Resurrection at La Quinta
BSA & Triumph Introduce A Radically Revised Line Of Machines To The Press
IT WAS LAVISH. Genteel. Birmingham Small Arms President Peter Thornton. Ex-Ford and Chrysler. Marketing and Product Planning Director Tony Salisbury. Ex-Chrysler. Et al.
The setting was the $80-a-day La Quinta Hotel grounds, where the good General Eisenhower used to roam. Offered pastimes to the visiting press: tennis, golf, swimming and horseback riding. Just put your room number on the tab, boys, and have a good time. It was idyllic and low-key, appropriate to the tenor of these ex-car people who have come to set BSA and Triumph on fire.
Marketing concepts, sales charts, trend lines, company reorganization, rationalization of dealer service regions. It was impressive.
Finally the new models. More changes to the BSA and Triumph lines in one year than in the previous 20 years.
Capping the Triumph day. of course, was the new five-speed dohc 350, described elsewhere in this issue. The only machines left untouched were the 500-cc T100R and T100C Triumphs. The rest, including the 250-cc Trophy models, the 650 Twins and the 750 Three, have been restyled, fitted with 6.75-in. travel telescopic forks and aluminum sliders, and alloy conical brake drums. The 250s and 650s have new frames that carry the oil in a large single backbone tube. The 650 frames are in full double-cradle configuration, and, combined with the new lightweight hubs and suspension units, make that machine as easy to throw around as the 500. The forks on the off-road Trophy 650 work beautifully in the dirt. The Trident has also benefited greatly from these suspension changes, judging by our brief sampling on the road.

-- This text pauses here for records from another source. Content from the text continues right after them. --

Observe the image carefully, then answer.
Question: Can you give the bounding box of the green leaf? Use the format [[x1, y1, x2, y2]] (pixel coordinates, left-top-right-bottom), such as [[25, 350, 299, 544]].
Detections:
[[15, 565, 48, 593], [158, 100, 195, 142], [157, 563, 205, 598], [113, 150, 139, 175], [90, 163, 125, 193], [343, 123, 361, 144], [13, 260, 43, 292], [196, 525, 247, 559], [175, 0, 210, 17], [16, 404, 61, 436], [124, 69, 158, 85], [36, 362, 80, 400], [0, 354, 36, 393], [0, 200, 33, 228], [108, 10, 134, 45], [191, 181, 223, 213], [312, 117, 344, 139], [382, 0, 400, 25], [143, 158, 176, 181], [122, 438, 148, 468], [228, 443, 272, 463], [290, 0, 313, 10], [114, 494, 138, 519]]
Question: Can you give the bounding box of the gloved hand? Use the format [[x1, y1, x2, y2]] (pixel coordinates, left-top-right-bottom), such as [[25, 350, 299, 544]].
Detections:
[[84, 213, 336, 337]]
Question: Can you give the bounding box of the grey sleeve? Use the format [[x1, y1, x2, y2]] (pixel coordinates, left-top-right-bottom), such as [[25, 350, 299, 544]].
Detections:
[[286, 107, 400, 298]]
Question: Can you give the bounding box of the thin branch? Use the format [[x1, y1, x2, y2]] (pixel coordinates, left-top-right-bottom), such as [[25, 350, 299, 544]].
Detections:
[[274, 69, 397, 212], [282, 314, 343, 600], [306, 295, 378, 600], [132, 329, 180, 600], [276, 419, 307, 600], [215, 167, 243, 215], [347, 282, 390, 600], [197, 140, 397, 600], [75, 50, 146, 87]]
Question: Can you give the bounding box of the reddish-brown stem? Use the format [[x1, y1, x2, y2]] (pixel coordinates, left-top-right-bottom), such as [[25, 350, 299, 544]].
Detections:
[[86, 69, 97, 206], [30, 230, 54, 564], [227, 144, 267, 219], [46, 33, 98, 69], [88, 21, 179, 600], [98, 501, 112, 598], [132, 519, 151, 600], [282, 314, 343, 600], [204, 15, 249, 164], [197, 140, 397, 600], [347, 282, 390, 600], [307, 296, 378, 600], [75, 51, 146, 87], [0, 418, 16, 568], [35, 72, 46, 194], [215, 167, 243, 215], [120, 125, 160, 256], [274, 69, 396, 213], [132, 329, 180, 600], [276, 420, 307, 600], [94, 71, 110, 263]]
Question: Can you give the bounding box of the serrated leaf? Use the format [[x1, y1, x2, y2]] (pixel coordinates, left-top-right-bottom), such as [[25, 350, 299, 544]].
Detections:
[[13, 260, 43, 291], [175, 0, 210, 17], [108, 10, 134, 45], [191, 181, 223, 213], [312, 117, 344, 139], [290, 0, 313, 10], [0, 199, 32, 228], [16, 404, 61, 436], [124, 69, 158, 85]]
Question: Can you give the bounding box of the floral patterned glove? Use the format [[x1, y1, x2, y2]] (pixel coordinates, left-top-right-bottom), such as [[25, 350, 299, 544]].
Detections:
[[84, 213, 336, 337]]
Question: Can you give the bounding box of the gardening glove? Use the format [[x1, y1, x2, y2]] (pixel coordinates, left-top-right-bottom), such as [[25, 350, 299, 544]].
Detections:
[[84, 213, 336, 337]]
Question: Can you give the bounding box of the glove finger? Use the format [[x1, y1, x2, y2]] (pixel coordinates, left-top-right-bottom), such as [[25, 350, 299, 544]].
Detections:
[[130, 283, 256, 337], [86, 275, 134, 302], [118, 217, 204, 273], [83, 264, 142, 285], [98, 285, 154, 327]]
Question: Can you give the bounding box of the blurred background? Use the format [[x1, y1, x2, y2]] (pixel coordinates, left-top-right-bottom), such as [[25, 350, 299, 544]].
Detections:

The big surprise in the 650 category is the availability of an optional fivespeed gearbox, based on the Quaife racing transmission design.
Both BSA and Triumph have devoted much attention to exhaust and intake silencing. Hence, the appearance of effective megaphone-shaped silencers and big air boxes on the Threes, and big Twins. Big black silencing boxes snuff the blat on the Singles, although these, unfortunately, are not spark arresters.
In terms of styling, BSA got the better deal, indicating that the manufacturers want to give the old Brummage brand a bit of leverage over the wellestablished Triumphs, so that BSA may resurrect itself from the sagging dealer/ buyer situation it has been in tor the last five years. While the Triumph frames and airboxes are black, as usual, splashed with the usual blue, white, black and purple color combinations, the BSA line has gone to ivory colored frames, coordinating airbox colors with beautiful tank patterns.
Triumph’s styling tends to the nittygritty bordering on busy-ness in the frame and mid-section, while BSA's separate components seem more graceful and well coordinated.
BSA’s show-stopper was a preproduction prototype of the new 499-cc Victor motocross Single. It incorporates oil-inframe, the above-mentioned BSA/ Triumph suspension components, tuned for its 240-lb. dry weight, 20-in. front wheel, tapered steering head roller bearings, and eccentric chain adjuster at the needle bearing swinging arm pivot. It bears little relationship to the 441-cc pogo stick introduced to American buyers in 1966. We rode it, found it light, nimble, and flexible. The forks work and it doesn't wiggle in the middle or at the back. Turn the gas on in any gear and it roots cactus and sage in great, hairy clouds.
Equally attractive are lights-on versions of the motocross, one an Enduro Victor, and the other a street scrambler, dubbed the Gold Star SS. There is also a 250 Victor and a 250 Gold Star Single, similar to the 250 Trumpet models.
BSA’s 750 Three looks much, much better, and slimmer. It is more attractive than the Trident, but for some reason did not seem to handle as well.
The 650 BSA Twinsthe twin-carb Lightning, the Firebird street scrambler, and the single-carb Thunderbolt get the same double-loop, oil-in-frame treatment as the Triumph 650s, but have no five-speed gearbox option as an alternative to the standard four speed. Little matter, as they are much sportier and firmer handling than they have been in past years. Both BSA and Triumph 750s will have an optional five-speed transmission.
All in all. the La Quinta preview was a show of force, and a display of new money-the expansionary kind. For anyone who has cast sad eyes at BSA all these years, as well as worried eyes at Triumph, there was definite reason for rekindled hope. Buyers have a fine year ahead.
And the press will have to brush up on its golf.